Recently I have had to do a lot of work building infrastructure converting data from .json
to .csv
. One challenge that presented itself was figuring out a way to prepend / write data to the beginning of the .csv
file. There are plenty of use cases for prepending information to the beginning of a file, however in my specific use case I needed to count the number of times a variable existed in the .json
data so that I could write out that many columns in the header of the .csv
file.
The example below creates a .csv
file using data extracted from a .json
file via Node.js / JavaScript and then writes the header once the desired counts have been determined. To do so, we must first create a temporary file with the converted data (left), create a new file with the generated header (middle), then copy data from the temporary file into the new file (right).

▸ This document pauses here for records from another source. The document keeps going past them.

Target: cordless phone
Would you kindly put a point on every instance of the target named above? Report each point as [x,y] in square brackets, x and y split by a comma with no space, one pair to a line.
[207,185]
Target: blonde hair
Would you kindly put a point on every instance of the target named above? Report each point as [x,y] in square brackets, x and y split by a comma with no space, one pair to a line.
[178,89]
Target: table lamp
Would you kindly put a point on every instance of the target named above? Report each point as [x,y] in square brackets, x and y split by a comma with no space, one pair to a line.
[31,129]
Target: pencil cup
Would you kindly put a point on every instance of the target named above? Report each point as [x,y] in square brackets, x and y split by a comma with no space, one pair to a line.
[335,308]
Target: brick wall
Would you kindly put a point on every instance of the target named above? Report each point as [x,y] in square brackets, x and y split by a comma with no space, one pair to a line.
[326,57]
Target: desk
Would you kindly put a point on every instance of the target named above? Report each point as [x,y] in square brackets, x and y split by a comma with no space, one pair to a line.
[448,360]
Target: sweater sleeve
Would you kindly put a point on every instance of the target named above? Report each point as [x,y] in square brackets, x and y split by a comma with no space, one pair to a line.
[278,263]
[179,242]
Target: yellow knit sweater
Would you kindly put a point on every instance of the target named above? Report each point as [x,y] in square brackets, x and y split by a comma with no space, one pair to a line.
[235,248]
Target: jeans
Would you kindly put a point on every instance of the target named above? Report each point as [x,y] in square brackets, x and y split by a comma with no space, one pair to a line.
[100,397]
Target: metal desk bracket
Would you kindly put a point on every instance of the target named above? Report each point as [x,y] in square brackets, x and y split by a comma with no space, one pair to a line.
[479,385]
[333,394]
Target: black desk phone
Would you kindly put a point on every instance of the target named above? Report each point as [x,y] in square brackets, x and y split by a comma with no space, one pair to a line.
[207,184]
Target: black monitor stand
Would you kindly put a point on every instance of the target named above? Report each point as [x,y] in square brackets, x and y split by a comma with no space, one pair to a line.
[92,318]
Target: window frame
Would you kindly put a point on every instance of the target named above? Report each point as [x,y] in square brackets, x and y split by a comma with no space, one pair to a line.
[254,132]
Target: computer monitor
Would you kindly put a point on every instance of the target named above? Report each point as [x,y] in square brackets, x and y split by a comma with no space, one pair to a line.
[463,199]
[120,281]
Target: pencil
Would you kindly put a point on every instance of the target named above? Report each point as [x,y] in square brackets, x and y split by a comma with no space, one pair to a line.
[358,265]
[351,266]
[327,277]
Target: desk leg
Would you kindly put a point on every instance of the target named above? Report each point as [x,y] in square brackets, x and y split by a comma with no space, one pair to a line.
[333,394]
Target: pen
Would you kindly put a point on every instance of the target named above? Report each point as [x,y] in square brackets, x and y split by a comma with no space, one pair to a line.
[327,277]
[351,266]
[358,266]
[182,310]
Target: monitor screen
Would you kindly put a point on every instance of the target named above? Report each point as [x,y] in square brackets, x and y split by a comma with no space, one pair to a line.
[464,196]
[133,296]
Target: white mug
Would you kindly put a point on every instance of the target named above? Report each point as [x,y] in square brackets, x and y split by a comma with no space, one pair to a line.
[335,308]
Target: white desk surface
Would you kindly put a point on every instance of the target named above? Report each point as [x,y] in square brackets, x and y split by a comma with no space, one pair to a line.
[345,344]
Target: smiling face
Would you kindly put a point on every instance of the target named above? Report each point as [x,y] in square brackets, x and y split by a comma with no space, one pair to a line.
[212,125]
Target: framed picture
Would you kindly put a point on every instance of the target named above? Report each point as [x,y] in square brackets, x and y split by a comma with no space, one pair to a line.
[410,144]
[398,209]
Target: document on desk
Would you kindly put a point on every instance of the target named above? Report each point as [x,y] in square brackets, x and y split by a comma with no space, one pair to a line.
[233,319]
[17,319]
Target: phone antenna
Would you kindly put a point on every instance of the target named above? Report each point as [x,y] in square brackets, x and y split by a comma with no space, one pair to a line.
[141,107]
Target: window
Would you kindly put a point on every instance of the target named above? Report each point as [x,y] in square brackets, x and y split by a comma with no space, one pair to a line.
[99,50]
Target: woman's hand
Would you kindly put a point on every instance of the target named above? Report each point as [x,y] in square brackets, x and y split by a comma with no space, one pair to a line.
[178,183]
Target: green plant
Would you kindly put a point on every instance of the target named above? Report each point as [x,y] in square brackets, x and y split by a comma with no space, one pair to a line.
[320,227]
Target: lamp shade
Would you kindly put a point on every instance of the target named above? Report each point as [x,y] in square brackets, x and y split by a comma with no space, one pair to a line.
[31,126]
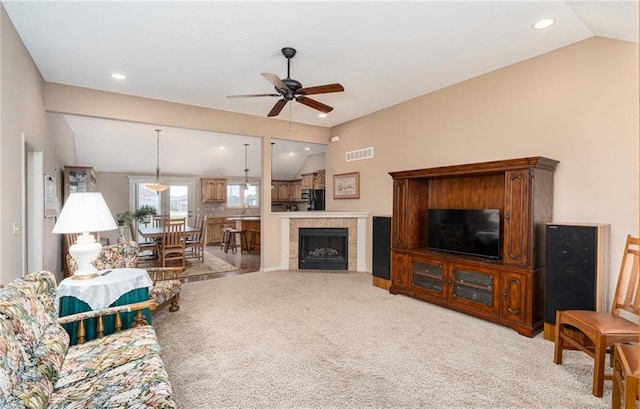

We will begin by setting up the variables and functions needed for the task at hand. The header functions have been abstracted and should be written for your specific need(s). Additionally, loading up the entire .json
file into memory as depicted in this example has been used for simplicity; implementation of a readstream for reading the .json
file would improve performance and allow you to read a larger file.
// your .json data
var dataArrayJson = [{},{},...,{},{}];
// count of the desired variable
var count = 0;
// your desired function that converts the json data into a .csv row
var convertIntoCsvString = function(data){ return youCsvString; };
// your desired function that counts the number of times something occurs in the dataset
var getCount = function(data){ return dataCount; };
// your desired function that creates a row using the variable count
// i.e. returns something like 'Count-1,Count-2,Count-3' if the count is 3
var createCsvHeaderUsingCount = function(count){ return header; };
// create the writestream for the temporary file
var streamOptions = {flags: 'w', encoding: 'utf8'};
var writeStream = fs.createWriteStream("csvFilename-tmp.csv", streamOptions);
.json
to .csv
conversionOnce we have the .json
data loaded up, we will convert each index in the json array into a comma separated row using our convertIntoCsvString
function, add a newline to the end of the row, and write the row to our temporary file csvFilename-tmp.csv
using fs.writestream
. Additionally, use our getCount
function to track how often our deisred event or instance occurs.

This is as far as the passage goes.